Do not offer carboplatin and non-platinum combination chemotherapy.

First-line treatment in patients ineligible (unfit) for cisplatin whose tumors are programmed death ligand 1 (PD-L1)–positive is with the checkpoint inhibitors pembrolizumab or atezolizumab.

Offer carboplatin combination chemotherapy if PD-L1 is negative.
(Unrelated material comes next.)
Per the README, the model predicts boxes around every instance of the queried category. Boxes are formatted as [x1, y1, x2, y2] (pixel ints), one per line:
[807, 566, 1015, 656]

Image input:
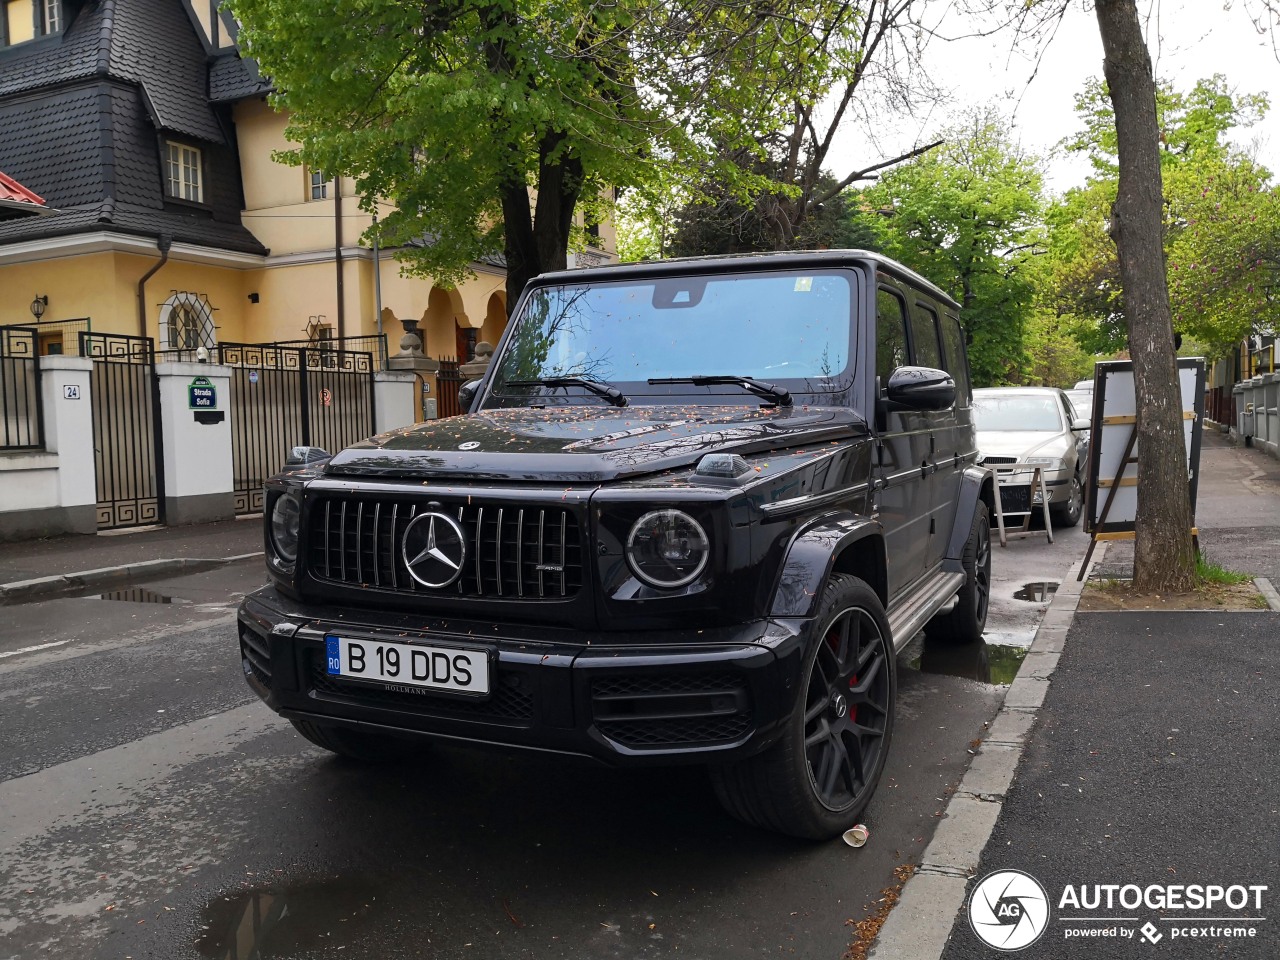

Offer pembrolizumab to patients progressing during or after platinum-based combination chemotherapy for metastatic disease. Alternatively, offer treatment within a clinical trial setting.

Offer zoledronic acid or denosumab for supportive treatment in case of bone metastases.

Offer vinflunine as subsequent-line treatment only if immunotherapy, combination chemotherapy, fibroblast growth factor receptor 3 (FGFR3) inhibitor therapy, or inclusion in a clinical trial is not feasible.

Recurrent disease

Recommendations vary by recurrence site, as follows:

  • Local - Offer radiotherapy, chemotherapy, and possibly surgery as options for treatment, either alone or in combination.

  • Distant - Offer chemotherapy as the first option, and consider metastasectomy in case of unique metastasis site.

  • Upper urinary tract – Treat as per guidelines on upper urinary tract urothelial carcinomas.

Secondary urethral tumor should be staged and treated as for primary urethral tumors.